Thistle is planning to build an At The Turn Bar near the driving range, with a name to be determined. It will be an open-air bar featuring televisions and speakers for music and entertainment, and it will be designed to be utilized as a quick stop at the turn or a place to congregate and be a headquarters for tournaments.
Moore hopes to have it ready for a spring opening.
“We’ve gotten more feedback on that, people saying it’s going to be pretty cool, so we may get more extensive with it,” Moore said. “I know it’ll be a neat feature when we’re finished with it. I want to make sure when we do it that we do it right.
“It’s something to give our guests another option and to speed things up. We’ll be able to have music and TVs. It’ll be a gathering space. It’s such a beautiful area we’re going to try to get as much out of it as we can.”
The stacked sod process
One multi-year project that is setting Thistle apart in the market – and really regionally and nationally – is a labor-intensive PermaEdge stacked sod bunker undertaking that began in 2020 and will continue each year in the cooler months until every bunker is completed.
About half of the course’s approximate 75 bunkers are done, including 15-20 this fall, winter and spring. “My guys have it down now. They’ve gotten good at it,” Pridgen said. “I couldn’t do anything without my crew or my staff. They are a blessing and the backbone to what gets done.”

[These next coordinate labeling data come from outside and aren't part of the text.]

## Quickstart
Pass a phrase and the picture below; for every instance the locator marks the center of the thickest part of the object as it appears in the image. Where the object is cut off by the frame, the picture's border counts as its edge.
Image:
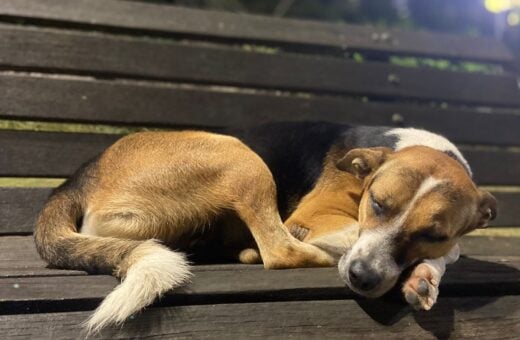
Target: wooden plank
(127, 102)
(126, 57)
(496, 246)
(481, 317)
(468, 276)
(21, 259)
(206, 25)
(33, 154)
(48, 154)
(19, 208)
(499, 167)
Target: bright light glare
(497, 6)
(513, 19)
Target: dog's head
(416, 203)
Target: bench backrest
(132, 64)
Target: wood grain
(34, 154)
(126, 57)
(147, 103)
(153, 18)
(467, 277)
(477, 317)
(20, 258)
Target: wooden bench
(128, 64)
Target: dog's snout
(362, 277)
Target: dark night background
(470, 17)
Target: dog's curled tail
(147, 268)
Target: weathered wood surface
(468, 276)
(19, 208)
(112, 56)
(476, 317)
(177, 21)
(20, 259)
(60, 154)
(148, 103)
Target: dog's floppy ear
(361, 162)
(486, 211)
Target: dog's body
(190, 188)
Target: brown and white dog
(377, 199)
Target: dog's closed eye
(430, 235)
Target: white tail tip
(156, 271)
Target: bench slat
(482, 317)
(149, 104)
(467, 277)
(20, 258)
(126, 57)
(60, 154)
(20, 206)
(259, 29)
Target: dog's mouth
(370, 278)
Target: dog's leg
(255, 202)
(422, 287)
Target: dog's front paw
(422, 287)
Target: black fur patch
(294, 152)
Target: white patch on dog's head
(413, 137)
(374, 247)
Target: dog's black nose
(362, 277)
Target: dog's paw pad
(422, 287)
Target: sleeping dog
(374, 200)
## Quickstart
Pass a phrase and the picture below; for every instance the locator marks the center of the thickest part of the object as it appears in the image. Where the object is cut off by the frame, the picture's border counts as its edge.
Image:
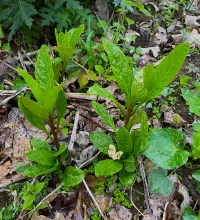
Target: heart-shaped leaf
(165, 148)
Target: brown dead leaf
(155, 51)
(192, 20)
(119, 213)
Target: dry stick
(94, 200)
(89, 161)
(73, 136)
(42, 201)
(131, 198)
(146, 188)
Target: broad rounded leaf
(108, 167)
(38, 170)
(159, 181)
(165, 148)
(101, 141)
(72, 176)
(126, 178)
(124, 140)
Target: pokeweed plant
(66, 43)
(48, 95)
(138, 88)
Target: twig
(81, 96)
(131, 198)
(73, 136)
(146, 188)
(94, 200)
(89, 161)
(42, 201)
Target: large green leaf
(156, 79)
(124, 140)
(72, 176)
(193, 99)
(43, 70)
(37, 170)
(97, 90)
(120, 67)
(101, 141)
(42, 156)
(108, 167)
(32, 84)
(159, 181)
(189, 214)
(196, 145)
(51, 97)
(36, 109)
(165, 148)
(126, 178)
(61, 105)
(104, 114)
(31, 117)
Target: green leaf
(75, 35)
(35, 108)
(38, 187)
(65, 52)
(193, 99)
(32, 84)
(126, 178)
(83, 80)
(138, 90)
(196, 175)
(97, 90)
(28, 201)
(124, 140)
(189, 214)
(72, 176)
(61, 105)
(165, 148)
(31, 117)
(120, 67)
(108, 167)
(38, 144)
(63, 147)
(99, 68)
(129, 164)
(159, 182)
(155, 80)
(43, 70)
(144, 128)
(104, 114)
(42, 156)
(101, 141)
(51, 98)
(38, 170)
(196, 145)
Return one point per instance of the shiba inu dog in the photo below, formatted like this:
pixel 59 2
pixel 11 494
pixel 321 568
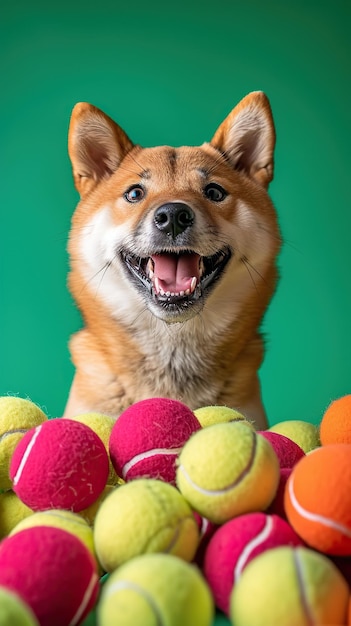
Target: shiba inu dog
pixel 173 263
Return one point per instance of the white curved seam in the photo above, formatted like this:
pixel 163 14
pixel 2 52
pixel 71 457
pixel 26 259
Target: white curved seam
pixel 27 452
pixel 250 546
pixel 85 600
pixel 122 585
pixel 314 517
pixel 147 455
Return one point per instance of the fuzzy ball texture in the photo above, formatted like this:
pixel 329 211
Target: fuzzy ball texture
pixel 59 518
pixel 207 530
pixel 209 415
pixel 156 589
pixel 144 515
pixel 226 470
pixel 14 612
pixel 52 571
pixel 277 506
pixel 305 434
pixel 102 425
pixel 12 511
pixel 235 544
pixel 291 587
pixel 335 426
pixel 318 499
pixel 60 464
pixel 287 451
pixel 17 416
pixel 148 437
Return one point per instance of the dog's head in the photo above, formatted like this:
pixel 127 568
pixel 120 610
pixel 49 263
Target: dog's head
pixel 164 228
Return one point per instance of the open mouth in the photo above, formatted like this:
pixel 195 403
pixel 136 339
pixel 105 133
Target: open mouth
pixel 177 278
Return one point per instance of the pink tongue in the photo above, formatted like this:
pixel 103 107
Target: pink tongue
pixel 174 271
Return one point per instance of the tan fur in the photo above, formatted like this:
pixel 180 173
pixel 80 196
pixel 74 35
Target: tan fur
pixel 130 347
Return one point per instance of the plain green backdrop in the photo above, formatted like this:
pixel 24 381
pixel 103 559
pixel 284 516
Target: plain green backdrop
pixel 169 74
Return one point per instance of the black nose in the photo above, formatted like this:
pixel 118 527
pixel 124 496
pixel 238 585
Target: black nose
pixel 174 218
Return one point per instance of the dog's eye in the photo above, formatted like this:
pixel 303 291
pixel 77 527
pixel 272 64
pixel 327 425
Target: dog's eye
pixel 215 192
pixel 135 193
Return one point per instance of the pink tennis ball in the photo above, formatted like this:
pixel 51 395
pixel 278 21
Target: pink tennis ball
pixel 148 436
pixel 277 507
pixel 235 544
pixel 52 571
pixel 287 451
pixel 61 464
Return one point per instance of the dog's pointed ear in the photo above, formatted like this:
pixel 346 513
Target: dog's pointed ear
pixel 96 146
pixel 247 138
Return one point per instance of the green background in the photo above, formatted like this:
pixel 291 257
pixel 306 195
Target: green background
pixel 169 74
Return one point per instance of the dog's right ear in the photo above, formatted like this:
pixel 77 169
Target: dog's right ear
pixel 96 146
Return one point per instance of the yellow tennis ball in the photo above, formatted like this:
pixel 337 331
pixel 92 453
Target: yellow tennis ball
pixel 305 434
pixel 144 515
pixel 227 470
pixel 89 514
pixel 12 511
pixel 156 589
pixel 17 415
pixel 209 415
pixel 291 587
pixel 59 518
pixel 102 425
pixel 13 611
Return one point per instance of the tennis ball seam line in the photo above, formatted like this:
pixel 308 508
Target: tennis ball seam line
pixel 85 600
pixel 146 455
pixel 14 431
pixel 122 585
pixel 26 454
pixel 315 517
pixel 239 478
pixel 250 547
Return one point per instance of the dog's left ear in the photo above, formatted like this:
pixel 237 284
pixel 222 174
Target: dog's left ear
pixel 247 138
pixel 96 146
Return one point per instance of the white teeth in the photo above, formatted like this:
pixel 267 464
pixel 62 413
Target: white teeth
pixel 171 294
pixel 201 266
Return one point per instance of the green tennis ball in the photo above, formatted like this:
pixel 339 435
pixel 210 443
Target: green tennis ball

All but six greenside bunkers are finished and work on fairway bunkers will begin once those are done this upcoming winter.
Artificial turf from old soccer fields overseas is used as the sod, and it is cut by Pridgen’s staff in hand grinders at a work station powered by a generator to be installed in 18×4-inch and 18×8-inch pieces. As the sod walls are built, they are continuously reinforced with cement mixed with native soil behind the wall. After the cement and soil are dry-mixed in a cement mixer, the mix has to be carried in five-gallon buckets to the bunker walls.
The sod piece is heavily top-dressed with sand that has to be kept wet to keep it from falling out before it is installed.
“It’s just very labor-intensive and my crew’s average age is 60 to 65, so we subcontract out some labor with the Christian Recovery Center and they’re our muscle, because it’s a lot,” Pridgen said.
Pridgen’s staff now has the process down to 7-10 days per bunker with a heavy workforce dedicated to the construction.
“I like the process because we had some stacked sod bunkers here in the very beginning but we did them with live turf, and that would only last like five years, then it would deteriorate and we’d have to do it again,” Pridgen said. “So this stuff is permanent.”